China, on the other hand, has fallen 49.6 per cent to be 18th on the ever-growing list of countries, behind a host of European nations – Belgium, France, Italy, Spain, Poland, the Czech Republic and Slovak Republic – as well as Argentina, Mexico and South Africa.
The figures broadly reflect the fortunes of the major motor companies in Australia this year, which as GoAuto has reported sees Chinese brands on a steep decline, high-volume Japanese brands either struggling or treading water, while German brands and America’s Jeep are playing a key role in restricting the overall market downturn to just 2.4 per cent YTD.

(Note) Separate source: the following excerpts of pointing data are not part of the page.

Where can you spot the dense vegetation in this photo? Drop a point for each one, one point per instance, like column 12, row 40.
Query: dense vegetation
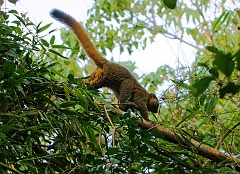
column 51, row 123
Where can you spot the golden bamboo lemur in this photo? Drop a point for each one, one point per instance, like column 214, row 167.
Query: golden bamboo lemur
column 129, row 92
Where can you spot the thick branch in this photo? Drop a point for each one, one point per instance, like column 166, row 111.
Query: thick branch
column 192, row 145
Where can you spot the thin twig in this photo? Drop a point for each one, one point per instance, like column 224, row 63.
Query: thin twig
column 113, row 127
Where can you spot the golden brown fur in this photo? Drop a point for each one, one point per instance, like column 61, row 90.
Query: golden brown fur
column 111, row 75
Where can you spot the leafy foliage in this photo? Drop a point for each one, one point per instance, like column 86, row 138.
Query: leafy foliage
column 51, row 123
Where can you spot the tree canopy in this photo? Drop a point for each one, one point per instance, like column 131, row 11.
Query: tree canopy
column 52, row 123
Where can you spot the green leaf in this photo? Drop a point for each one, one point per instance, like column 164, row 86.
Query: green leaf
column 66, row 92
column 212, row 49
column 170, row 3
column 230, row 88
column 214, row 72
column 68, row 104
column 202, row 84
column 238, row 60
column 81, row 99
column 9, row 67
column 210, row 105
column 112, row 151
column 45, row 43
column 44, row 28
column 60, row 46
column 52, row 40
column 224, row 63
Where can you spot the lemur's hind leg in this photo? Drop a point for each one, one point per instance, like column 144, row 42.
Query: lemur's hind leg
column 97, row 79
column 125, row 95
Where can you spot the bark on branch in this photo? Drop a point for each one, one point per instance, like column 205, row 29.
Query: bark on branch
column 191, row 145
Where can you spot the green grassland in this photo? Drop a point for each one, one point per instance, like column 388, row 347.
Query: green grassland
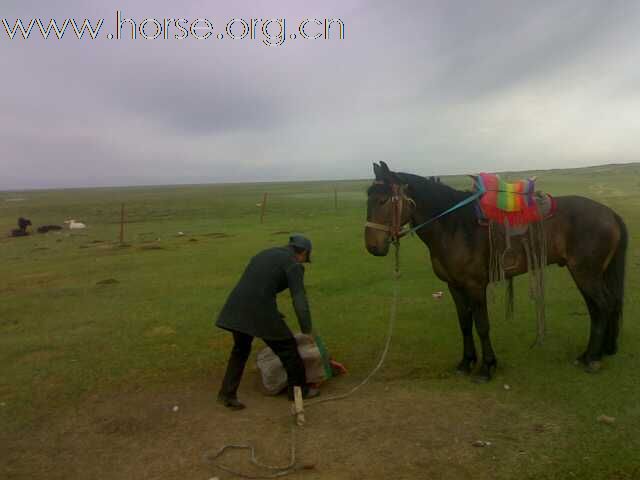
column 80, row 313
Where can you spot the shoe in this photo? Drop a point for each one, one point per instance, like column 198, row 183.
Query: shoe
column 230, row 403
column 310, row 393
column 307, row 392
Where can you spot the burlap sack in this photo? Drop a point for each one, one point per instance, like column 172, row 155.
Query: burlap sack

However, there is more to it than that, with various under-performing brands and specific models dragging down some of the key Asian source countries – Honda’s heavy reliance on Thailand and Holden’s on South Korea, for example – and supply issues prompting some companies to source from outside traditional countries, such as Hyundai and Kia turning to Eastern Europe given supply restrictions at home.
Thailand’s downturn also reflects lower business vehicle sales and confidence in Australia this year, with the pick-up/cab-chassis segment – dominated by Thai-built utes and a key barometer of the Aussie market – down 7.2 (4x4) and 1.4 per cent (4x2) YTD, despite a surge in private 4x4 sales last month.

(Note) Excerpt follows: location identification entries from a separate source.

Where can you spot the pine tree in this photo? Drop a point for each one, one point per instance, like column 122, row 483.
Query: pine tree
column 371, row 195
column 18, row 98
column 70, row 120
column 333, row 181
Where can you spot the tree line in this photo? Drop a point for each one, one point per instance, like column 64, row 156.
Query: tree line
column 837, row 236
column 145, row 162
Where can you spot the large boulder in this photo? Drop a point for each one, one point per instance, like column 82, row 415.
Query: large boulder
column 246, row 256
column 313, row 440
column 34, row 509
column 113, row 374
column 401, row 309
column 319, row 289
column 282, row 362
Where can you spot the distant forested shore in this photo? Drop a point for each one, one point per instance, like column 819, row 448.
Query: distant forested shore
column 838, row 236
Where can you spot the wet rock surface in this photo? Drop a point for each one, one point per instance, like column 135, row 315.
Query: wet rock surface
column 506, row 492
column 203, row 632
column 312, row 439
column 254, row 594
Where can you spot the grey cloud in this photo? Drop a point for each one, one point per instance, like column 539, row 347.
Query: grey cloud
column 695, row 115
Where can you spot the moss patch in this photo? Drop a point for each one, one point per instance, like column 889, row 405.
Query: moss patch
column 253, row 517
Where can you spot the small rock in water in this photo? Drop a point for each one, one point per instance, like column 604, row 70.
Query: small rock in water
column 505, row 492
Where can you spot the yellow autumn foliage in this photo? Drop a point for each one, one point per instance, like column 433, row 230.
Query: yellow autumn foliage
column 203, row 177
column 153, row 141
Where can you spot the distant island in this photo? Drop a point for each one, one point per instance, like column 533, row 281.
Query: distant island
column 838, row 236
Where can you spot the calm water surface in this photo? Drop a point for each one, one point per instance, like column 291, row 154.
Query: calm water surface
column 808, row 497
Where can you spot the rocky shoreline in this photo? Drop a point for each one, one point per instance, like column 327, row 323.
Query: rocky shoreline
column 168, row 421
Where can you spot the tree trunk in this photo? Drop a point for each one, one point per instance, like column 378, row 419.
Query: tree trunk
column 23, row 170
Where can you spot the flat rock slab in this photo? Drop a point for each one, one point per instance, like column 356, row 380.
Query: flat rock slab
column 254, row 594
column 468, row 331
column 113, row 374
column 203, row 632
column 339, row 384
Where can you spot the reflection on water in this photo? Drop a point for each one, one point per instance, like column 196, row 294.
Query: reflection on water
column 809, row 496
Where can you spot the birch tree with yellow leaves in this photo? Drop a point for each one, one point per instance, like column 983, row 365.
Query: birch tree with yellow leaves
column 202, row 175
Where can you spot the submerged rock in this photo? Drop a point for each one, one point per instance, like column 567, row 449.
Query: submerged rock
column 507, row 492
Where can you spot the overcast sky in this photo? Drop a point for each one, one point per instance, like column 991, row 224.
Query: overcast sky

The total LCV market is down 5.3 per cent this year, while business and rental vehicle sales are down 8.9 and 4.9 per cent respectively.

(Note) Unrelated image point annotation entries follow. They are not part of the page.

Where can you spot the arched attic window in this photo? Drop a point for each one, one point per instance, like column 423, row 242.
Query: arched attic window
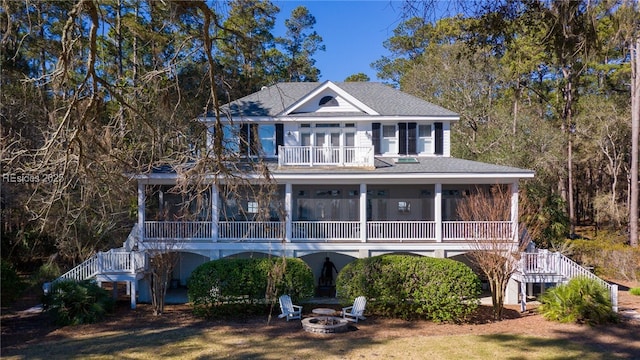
column 328, row 101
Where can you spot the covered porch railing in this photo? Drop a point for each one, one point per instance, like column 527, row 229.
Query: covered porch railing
column 361, row 156
column 387, row 231
column 477, row 230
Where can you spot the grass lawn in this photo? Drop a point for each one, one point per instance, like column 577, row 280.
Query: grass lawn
column 371, row 339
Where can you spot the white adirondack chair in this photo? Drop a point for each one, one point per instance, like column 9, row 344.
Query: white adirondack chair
column 355, row 312
column 289, row 310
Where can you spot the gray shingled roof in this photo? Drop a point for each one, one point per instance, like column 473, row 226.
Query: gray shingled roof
column 382, row 98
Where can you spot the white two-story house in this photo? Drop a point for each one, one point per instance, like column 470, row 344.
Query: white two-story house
column 361, row 169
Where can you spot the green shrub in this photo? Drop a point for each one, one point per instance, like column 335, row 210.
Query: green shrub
column 11, row 286
column 242, row 286
column 582, row 300
column 73, row 303
column 411, row 287
column 610, row 256
column 46, row 272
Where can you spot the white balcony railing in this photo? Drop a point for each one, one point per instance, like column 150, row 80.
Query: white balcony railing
column 477, row 230
column 358, row 156
column 325, row 230
column 235, row 230
column 159, row 230
column 401, row 230
column 387, row 231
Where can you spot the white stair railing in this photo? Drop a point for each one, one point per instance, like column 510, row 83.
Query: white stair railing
column 113, row 261
column 545, row 262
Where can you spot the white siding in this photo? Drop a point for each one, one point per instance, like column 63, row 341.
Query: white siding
column 446, row 139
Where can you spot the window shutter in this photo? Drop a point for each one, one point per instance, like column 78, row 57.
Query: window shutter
column 439, row 138
column 279, row 136
column 412, row 138
column 402, row 141
column 254, row 140
column 375, row 137
column 244, row 139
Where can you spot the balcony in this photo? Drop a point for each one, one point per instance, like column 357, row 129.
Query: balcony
column 328, row 231
column 348, row 156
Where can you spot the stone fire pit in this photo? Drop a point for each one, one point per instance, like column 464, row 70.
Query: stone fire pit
column 325, row 324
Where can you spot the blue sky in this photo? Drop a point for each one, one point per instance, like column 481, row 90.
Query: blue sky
column 352, row 32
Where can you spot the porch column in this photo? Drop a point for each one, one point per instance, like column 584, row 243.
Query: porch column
column 514, row 212
column 288, row 199
column 133, row 284
column 363, row 212
column 215, row 195
column 141, row 209
column 437, row 213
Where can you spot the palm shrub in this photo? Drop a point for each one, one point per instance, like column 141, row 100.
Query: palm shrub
column 73, row 303
column 230, row 286
column 409, row 287
column 581, row 300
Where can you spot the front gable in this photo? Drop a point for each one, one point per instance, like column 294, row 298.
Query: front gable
column 328, row 98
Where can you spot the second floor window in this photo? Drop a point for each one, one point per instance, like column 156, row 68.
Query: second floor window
column 250, row 139
column 406, row 138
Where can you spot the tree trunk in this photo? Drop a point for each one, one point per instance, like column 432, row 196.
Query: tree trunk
column 635, row 129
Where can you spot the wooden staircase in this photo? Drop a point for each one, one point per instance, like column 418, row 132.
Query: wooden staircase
column 116, row 265
column 543, row 266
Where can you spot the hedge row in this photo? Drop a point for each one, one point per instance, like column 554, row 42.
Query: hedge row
column 411, row 287
column 227, row 287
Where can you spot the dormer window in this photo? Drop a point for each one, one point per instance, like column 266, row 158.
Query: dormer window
column 328, row 101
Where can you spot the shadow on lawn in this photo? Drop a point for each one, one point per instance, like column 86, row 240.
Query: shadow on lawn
column 579, row 345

A significant drop-off in demand for micro-cars (-33 per cent) and volume-selling light cars (-11.9 per cent), and major declines for several brands in the all-important mainstream small-car segment (-2.8 per cent overall), is also affecting Thai-built vehicle sales.
South Korean brands Hyundai and South Korea are in positive territory, but Holden – a self-declared aspiring market leader – is a major importer of Korean-built cars, most of which are performing poorly this year.
Among them, Barina, Barina Spark and Captiva 5 and 7 are down between 20 and 31 per cent this year, while the Malibu, after just over a year in the marketplace, is averaging only 164 sales a month YTD for a tiny 4.0 per cent share of its segment and seventh place on the table.
Across the Pacific, the boom in US-built vehicles extends well beyond Jeep’s status as the fastest-growing major auto brand in Australia (+43.2 per cent YTD), which is offsetting declines for Chrysler and Dodge but also points to strong demand for SUVs and America’s increasing importance as a manufacturing hub for these – and other primarily US-targeted – vehicles.
That Mercedes-Benz and BMW SUV sales are going from strength to strength is pushing up the US-built vehicle sales numbers in Australia – a trend that will continue as both brands enter new SUV segments and increase capacity at their North American factories – while others including Toyota (with Kluger) and Nissan (with Pathfinder) are also now adding volume to the US ledger.
Expect much more volume from North America in the years ahead as the world’s major car companies continue to invest there.
There is a Ford Mustang on its way, and an Edge SUV to come from Canada when the locally built Territory reaches the end of the line in conjunction with the closure of Ford’s Australian manufacturing operations in 2016.
Holden, too, is expected to look Stateside for replacements of its Australian-built large models once it closes its factories here in 2017, and while Thailand might be the obvious source for Camry when Toyota pulls out at the same time, who’s to say that it won’t come out of Kentucky?These questions will be answered before too long, but significant change is already upon us in Australia – not just in terms of the brands consumers favour, but where their cars are built.